Become a Member
Life

The German hotel boss bringing a slice of the Tel Aviv party scene to London

The Isramani party could be described as the lovechild of a cool barmitzvah and a club in Tel Aviv

December 16, 2022 12:39
12-Penelope-s-Isramani-Roi-Bar
5 min read

All around me people are waving indoor fireworks in time to live music. The band plays a series of Israeli pop songs interspersed with traditional tunes — including Oseh Shalom. A chef stands on a high bench, using an aerosol spray to shoot flames from the sparkler in his hand.

Next to him a man in a black brocade suit with chin-length hair — a large Magen David around his neck — is dancing to the music, his hands in the air as if conducting proceedings, his face split by a huge smile.

I’m at the launch party for the first London Isramani event at Covent Garden’s Hotel Amano. The man in black is Ariel Schiff, owner of this and nine other hotels in his native Germany. The room’s packed with party people who’ve all been fed with large platters of mezze-style food to share and are now on their feet dancing.

The event, in recently-opened restaurant Penelope’s, on the hotel's ground floor, could be described as the lovechild of a cool barmitzvah and a club in downtown Tel Aviv.

It has the trappings of many simchahs I’ve been to — extravagant table decorations, generous hospitality and a party vibe. The Israeli ambiance is reinforced by chefs clattering pans and baking sheets on the open kitchen’s metal surfaces in between firing out plates of food.

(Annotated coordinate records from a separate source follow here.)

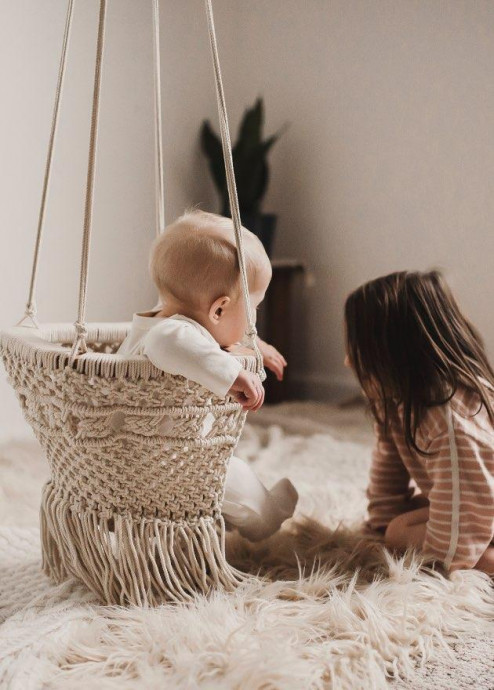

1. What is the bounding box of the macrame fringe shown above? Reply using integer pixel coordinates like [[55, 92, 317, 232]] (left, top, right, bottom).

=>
[[41, 482, 246, 606]]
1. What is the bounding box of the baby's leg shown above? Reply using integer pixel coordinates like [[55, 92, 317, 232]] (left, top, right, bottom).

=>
[[222, 457, 298, 541], [384, 507, 429, 551]]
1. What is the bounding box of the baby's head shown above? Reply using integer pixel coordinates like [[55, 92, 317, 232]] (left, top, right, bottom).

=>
[[150, 211, 271, 346]]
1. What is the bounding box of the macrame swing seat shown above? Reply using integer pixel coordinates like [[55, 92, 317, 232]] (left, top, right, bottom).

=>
[[0, 0, 264, 606]]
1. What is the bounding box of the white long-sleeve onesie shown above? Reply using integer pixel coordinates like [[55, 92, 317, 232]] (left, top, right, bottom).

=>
[[119, 312, 298, 541]]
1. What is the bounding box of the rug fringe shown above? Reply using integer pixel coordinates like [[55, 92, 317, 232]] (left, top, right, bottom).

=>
[[41, 482, 246, 606]]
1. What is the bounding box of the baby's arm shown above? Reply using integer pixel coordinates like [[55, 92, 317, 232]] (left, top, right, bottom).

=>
[[143, 319, 264, 410]]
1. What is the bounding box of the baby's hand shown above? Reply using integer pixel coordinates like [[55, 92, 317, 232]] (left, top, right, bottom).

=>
[[228, 369, 264, 412], [257, 338, 287, 381]]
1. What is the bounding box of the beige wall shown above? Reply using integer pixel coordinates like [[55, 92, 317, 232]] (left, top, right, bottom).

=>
[[0, 0, 222, 438], [0, 0, 494, 436], [227, 0, 494, 394]]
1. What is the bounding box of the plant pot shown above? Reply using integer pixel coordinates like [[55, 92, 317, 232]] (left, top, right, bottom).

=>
[[242, 213, 278, 258]]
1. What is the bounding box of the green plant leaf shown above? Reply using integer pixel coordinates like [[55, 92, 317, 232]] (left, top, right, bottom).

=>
[[201, 120, 227, 199], [235, 98, 264, 153]]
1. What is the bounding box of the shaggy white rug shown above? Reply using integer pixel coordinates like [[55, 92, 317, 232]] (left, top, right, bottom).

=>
[[0, 404, 494, 690]]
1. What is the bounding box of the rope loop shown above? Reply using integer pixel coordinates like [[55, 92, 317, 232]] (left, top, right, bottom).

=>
[[74, 321, 88, 340]]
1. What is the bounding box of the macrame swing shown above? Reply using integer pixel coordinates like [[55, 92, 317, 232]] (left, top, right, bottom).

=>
[[0, 0, 265, 606]]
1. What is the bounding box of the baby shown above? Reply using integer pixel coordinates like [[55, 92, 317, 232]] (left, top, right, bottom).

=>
[[119, 211, 298, 541]]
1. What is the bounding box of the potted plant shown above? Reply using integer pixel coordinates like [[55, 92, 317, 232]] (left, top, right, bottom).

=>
[[201, 98, 281, 256]]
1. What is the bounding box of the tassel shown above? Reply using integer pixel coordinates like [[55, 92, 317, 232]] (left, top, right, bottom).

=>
[[41, 482, 247, 607]]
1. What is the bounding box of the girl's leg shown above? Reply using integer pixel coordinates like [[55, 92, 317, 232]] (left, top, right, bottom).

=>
[[384, 507, 429, 551]]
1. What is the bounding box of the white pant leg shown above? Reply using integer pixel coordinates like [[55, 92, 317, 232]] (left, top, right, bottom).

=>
[[222, 456, 298, 541]]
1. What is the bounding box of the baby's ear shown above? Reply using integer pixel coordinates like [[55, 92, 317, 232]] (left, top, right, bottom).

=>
[[208, 295, 231, 325]]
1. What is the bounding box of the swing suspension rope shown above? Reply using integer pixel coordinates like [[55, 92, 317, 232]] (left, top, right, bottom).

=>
[[19, 0, 265, 378]]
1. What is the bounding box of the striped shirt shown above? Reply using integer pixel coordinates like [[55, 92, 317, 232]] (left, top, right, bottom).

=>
[[367, 388, 494, 570]]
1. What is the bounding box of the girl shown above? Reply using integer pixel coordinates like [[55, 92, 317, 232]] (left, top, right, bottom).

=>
[[345, 271, 494, 575]]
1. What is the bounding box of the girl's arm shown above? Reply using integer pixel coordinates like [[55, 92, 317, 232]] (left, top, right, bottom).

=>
[[423, 408, 494, 570], [367, 422, 414, 529]]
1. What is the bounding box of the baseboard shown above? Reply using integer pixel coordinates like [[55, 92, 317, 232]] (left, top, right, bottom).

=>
[[291, 373, 361, 402]]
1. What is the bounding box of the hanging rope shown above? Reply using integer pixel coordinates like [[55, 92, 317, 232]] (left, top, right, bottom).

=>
[[17, 0, 74, 328], [205, 0, 266, 378], [153, 0, 165, 235], [71, 0, 106, 360]]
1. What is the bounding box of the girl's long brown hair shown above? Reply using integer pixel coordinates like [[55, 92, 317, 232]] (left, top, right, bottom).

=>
[[345, 271, 494, 454]]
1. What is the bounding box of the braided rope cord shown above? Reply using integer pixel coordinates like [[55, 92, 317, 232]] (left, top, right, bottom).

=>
[[153, 0, 166, 235], [205, 0, 265, 378], [71, 0, 106, 359], [17, 0, 74, 328], [14, 0, 265, 377]]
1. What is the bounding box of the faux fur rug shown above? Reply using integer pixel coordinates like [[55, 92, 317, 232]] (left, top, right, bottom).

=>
[[0, 404, 494, 690]]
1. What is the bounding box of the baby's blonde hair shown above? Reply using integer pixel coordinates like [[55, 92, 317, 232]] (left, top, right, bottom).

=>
[[150, 211, 271, 308]]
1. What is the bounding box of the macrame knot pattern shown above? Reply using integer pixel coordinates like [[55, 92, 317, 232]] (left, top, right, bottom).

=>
[[74, 321, 88, 340]]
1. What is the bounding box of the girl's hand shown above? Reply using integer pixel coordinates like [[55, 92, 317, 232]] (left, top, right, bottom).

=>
[[257, 338, 287, 381]]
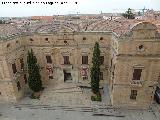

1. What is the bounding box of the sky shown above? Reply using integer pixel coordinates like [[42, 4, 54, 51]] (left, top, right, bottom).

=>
[[0, 0, 160, 17]]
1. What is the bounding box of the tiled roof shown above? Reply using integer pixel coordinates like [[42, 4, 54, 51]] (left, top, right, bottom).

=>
[[0, 15, 160, 38]]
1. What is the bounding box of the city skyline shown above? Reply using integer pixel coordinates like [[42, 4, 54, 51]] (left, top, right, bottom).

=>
[[0, 0, 160, 17]]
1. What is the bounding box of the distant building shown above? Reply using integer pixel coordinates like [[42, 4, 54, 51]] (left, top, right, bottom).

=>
[[0, 14, 160, 107]]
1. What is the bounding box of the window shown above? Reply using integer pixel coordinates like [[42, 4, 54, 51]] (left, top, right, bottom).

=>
[[82, 56, 88, 64], [7, 43, 10, 48], [20, 58, 24, 69], [83, 76, 88, 80], [49, 76, 53, 79], [100, 56, 104, 65], [132, 69, 142, 80], [111, 58, 113, 67], [100, 37, 103, 40], [130, 90, 137, 100], [63, 56, 70, 64], [45, 38, 48, 41], [83, 37, 86, 40], [17, 81, 21, 91], [12, 63, 17, 74], [46, 55, 52, 63], [23, 74, 27, 84], [29, 38, 33, 41], [64, 40, 67, 44], [99, 72, 103, 80]]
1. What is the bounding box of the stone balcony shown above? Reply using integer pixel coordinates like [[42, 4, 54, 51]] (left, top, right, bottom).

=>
[[130, 80, 144, 87]]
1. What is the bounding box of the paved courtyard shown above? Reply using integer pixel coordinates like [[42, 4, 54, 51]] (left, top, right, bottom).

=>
[[0, 83, 160, 120]]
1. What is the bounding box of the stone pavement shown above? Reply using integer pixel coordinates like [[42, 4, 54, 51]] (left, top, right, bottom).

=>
[[0, 83, 160, 120]]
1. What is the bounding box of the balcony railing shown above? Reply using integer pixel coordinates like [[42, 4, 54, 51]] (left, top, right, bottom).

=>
[[130, 80, 144, 87], [61, 64, 73, 69]]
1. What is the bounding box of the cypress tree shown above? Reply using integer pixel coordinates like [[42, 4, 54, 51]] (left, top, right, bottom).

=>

Restaurant manager Javier Cerezo weaves among chefs and guests, pouring generous measures of whatever spirit he is wielding directly into the mouths of his willing victims. There’s even a photobooth-style gadget — but way cooler than anything I’ve seen at recent simchahs — stationed in a private dining room so guests can record their fun.

The Isramani party is a well-established regular event at Schiff’s Hotel Mani by Amano in Berlin.

He has seven other properties in the city, each with their own bar and restaurant. Speaking to me ahead of the launch he had told me the parties were invented by him and his Israeli-born wife, Mirit.

“The name comes from combining ‘Israeli’ — the food we serve— and the Mani restaurant where we created them. We came up with the idea nine years ago and now they happen once or twice a month. They are sold out weeks ahead — we’re booking for April next year at Mani.”

Schiff has long enjoyed Israeli food, explaining that his father frequently took him and his family from their home in southern Spain to visit their cousins in Israel, giving him a huge love for the country and its food. It wasn’t until Sabra chefs found their mojo, 15 to 20 years ago, he says, that he started to find it exciting.